The term storage class refers to the method by which an object is assigned space in memory. Small C recognizes three storage classes--static, automatic, and external .

Statics
Static variables are given space in memory at some fixed location within the program. They exist when the program starts to execute and continue to exist throughout the program's operation. The value of a static variable is faithfully maintained until we change it deliberately. At the assembly language level, each static variable has a label and is described to the assembler with a DW (define word) or DB (define byte) directive. The label consists of the variable's name (up to eight characters) prefixed by a compiler generated underscore character. If a static integer si is to be loaded into the accumulator register (AX) it would be done with the assembly language instruction

MOV AX,_SI

which instructs the CPU to copy the word at address _SI into AX. (See Appendix B for an overview of the 8086 processor.)

The fact that they exist in permanently reserved memory locations, means that static variables can be initialized to arbitrary values which they are guaranteed to have at the beginning of program execution. See Chapter 7 for more about initializing static objects.

In Small C, global variables are always static and only global variables are static. Full C, however, supports static locals.

Automatics
Automatic variables, on the other hand, do not have fixed memory locations. They are dynamically allocated when the block in which they are defined is entered, and they are discarded upon leaving that block. Specifically, they are allocated on the machine stack by subtracting a value (one for characters and two for integers) from the stack pointer register (SP). Since automatic objects exist only within blocks, they can only be declared locally.

If locals are dynamically allocated at unspecified memory (stack) locations, then how does the program find them? This is done by using the base pointer register (BP) to designate a stack frame (Figure 8-1) for the currently active function. When the function is entered, the prior value of BP is pushed onto the stack and then the new value of SP is moved to BP. This address--the new value of SP--then becomes the base for references to local variables that are declared within the function.

If, for example, an integer i and a character c are defined (in that order) as automatic variables, the stack pointer would be decreased by three--two for i and one for c. If i is to be loaded into the accumulator, it would be done with the assembly instruction

		MOV AX,-2[BP]

which tells the CPU to locate the word addressed by BP minus 2 and copy its value into AX. Similarly, c would be obtained by

		MOV AL,-3[BP]

which locates the byte addressed by BP minus 3 and copies it into AL, the lower half of AX.

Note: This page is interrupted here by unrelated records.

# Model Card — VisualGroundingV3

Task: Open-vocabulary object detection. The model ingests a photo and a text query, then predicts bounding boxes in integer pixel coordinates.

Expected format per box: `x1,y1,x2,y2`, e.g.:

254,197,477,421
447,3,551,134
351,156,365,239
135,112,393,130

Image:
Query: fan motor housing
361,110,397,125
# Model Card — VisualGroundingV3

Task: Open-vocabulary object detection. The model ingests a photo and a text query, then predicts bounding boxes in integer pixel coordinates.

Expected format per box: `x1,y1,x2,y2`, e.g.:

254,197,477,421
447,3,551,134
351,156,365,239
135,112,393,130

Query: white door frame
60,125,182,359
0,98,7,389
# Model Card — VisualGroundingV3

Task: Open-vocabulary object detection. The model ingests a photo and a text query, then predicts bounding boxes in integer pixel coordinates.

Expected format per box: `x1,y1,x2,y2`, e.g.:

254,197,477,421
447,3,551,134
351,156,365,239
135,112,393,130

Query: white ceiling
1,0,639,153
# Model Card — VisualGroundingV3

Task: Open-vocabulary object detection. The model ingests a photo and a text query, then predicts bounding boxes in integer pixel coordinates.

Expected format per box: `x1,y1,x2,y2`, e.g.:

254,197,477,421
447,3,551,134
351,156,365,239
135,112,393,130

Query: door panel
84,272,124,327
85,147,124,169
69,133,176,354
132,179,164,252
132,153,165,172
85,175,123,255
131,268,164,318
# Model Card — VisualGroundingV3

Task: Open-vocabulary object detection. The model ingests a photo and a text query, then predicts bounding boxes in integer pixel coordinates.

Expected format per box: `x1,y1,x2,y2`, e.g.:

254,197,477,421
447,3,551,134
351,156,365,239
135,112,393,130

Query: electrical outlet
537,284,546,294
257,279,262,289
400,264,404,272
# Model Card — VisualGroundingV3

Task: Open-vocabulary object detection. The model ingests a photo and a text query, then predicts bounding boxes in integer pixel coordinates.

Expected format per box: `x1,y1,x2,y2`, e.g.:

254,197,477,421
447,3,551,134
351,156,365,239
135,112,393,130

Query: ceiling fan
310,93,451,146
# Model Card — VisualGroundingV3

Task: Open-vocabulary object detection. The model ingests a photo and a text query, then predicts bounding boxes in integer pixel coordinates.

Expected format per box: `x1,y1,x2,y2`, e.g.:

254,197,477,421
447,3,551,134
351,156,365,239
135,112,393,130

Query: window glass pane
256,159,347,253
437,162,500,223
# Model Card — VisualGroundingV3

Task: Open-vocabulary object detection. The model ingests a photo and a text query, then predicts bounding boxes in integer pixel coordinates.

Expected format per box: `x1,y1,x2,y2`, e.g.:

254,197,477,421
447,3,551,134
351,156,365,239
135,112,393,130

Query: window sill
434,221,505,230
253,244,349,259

Notice that this method of accessing local variables makes no use of labels, and that with each call of a function its local variables may have different addresses depending on the stack address on entry to the function.

Obviously, when a local variable is created it has no dependable initial value. It must be set to an initial value by means of an assignment operation. Full C provides for automatic variables to be initialized in their declarations, like globals. It does this by generating "hidden" code that assigns values automatically after variables are allocated space. Small C does not support this feature; it requires the writing of assignment statements. This may seem like a shortcoming, but it really is not. For one thing, it takes very little more to write an assignment statement than an initializer (Chapter 7). And, for another, the result in the object program is the same; Small C is no less efficient for its lack of local initializers.

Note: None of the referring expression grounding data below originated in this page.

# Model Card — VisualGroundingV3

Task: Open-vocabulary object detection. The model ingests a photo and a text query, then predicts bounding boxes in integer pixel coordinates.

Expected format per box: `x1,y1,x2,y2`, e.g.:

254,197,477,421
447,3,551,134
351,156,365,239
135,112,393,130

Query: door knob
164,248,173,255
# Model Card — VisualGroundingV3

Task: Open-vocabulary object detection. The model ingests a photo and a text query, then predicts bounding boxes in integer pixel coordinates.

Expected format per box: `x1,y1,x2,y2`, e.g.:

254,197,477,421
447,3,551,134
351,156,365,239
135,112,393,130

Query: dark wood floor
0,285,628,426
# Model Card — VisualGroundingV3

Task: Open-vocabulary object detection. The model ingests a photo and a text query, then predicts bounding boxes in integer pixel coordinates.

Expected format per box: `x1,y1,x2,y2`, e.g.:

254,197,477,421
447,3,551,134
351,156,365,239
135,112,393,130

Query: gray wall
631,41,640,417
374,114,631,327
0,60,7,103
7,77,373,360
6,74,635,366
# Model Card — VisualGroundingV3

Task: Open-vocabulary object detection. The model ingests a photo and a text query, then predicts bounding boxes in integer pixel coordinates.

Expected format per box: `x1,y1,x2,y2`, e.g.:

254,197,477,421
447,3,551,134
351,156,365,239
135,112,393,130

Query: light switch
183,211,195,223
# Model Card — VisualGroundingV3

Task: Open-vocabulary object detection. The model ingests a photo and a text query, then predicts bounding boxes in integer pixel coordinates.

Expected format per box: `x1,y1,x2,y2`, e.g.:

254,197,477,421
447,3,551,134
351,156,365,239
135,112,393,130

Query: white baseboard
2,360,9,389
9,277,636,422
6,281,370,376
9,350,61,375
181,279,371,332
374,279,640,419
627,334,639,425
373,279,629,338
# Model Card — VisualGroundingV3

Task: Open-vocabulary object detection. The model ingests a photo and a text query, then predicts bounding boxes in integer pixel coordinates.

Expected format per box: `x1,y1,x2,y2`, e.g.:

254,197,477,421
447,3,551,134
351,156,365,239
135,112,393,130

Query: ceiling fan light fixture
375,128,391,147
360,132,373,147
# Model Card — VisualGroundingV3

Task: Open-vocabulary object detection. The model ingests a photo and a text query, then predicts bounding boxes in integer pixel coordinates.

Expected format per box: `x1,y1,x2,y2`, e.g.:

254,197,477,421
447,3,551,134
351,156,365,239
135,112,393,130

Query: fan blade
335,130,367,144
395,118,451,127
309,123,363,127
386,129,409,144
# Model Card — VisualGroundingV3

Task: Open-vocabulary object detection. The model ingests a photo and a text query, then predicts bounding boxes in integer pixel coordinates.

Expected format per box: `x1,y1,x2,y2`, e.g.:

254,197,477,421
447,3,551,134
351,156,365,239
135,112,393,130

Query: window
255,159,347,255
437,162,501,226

One last detail about automatics. When the current function is finished, it is necessary to restore BP and SP to their original values so the calling function will operate properly again. This is done by first moving BP to SP--to deallocate local variables--and then popping the original value of BP back into BP.

It is tempting to forget that automatic variables go away when the block in which they are defined exits. This sometimes leads new C programmers to fall into the "dangling reference" trap in which a function returns a pointer to a local variable, as illustrated by

	func() {
		int autoint;
		...
		return (&autoint);
		}

When callers use the returned address of autoint they will find themselves messing around with the stack space which autoint used to occupy. In Small C, local variables are always automatic, and only local variables are automatic. Full C, however, supports static locals.

Externals
Objects which are defined outside of the present source module have the external storage class. This means that, although the compiler knows what they are, it has no idea where they are. It simply refers to them by name without reserving space for them. Then when the linker brings together the object modules, it resolves these "pending" references by finding the external objects and inserting their addresses into the instructions that refer to them. The compiler knows an external variable by the keyword extern which must precede its declaration.

In Small C, only global declarations can be designated extern and only globals in other modules can be referenced as external.

Scope

The scope of a variable is the portion of the program from which it can be referenced. We might say that a variable's scope is the part of the program that "knows" or "sees" the variable. As we shall see, different rules determine the scopes of global and local objects.

When a variable is declared globally (outside of a function) it's scope is the part of the source file that follows the declaration--any function following the declaration can refer to it. Functions that precede the declaration cannot refer to it. Most C compilers would issue an error message in that case. However, Small C assumes that any undeclared name refers to a function, and automatically declares it as such.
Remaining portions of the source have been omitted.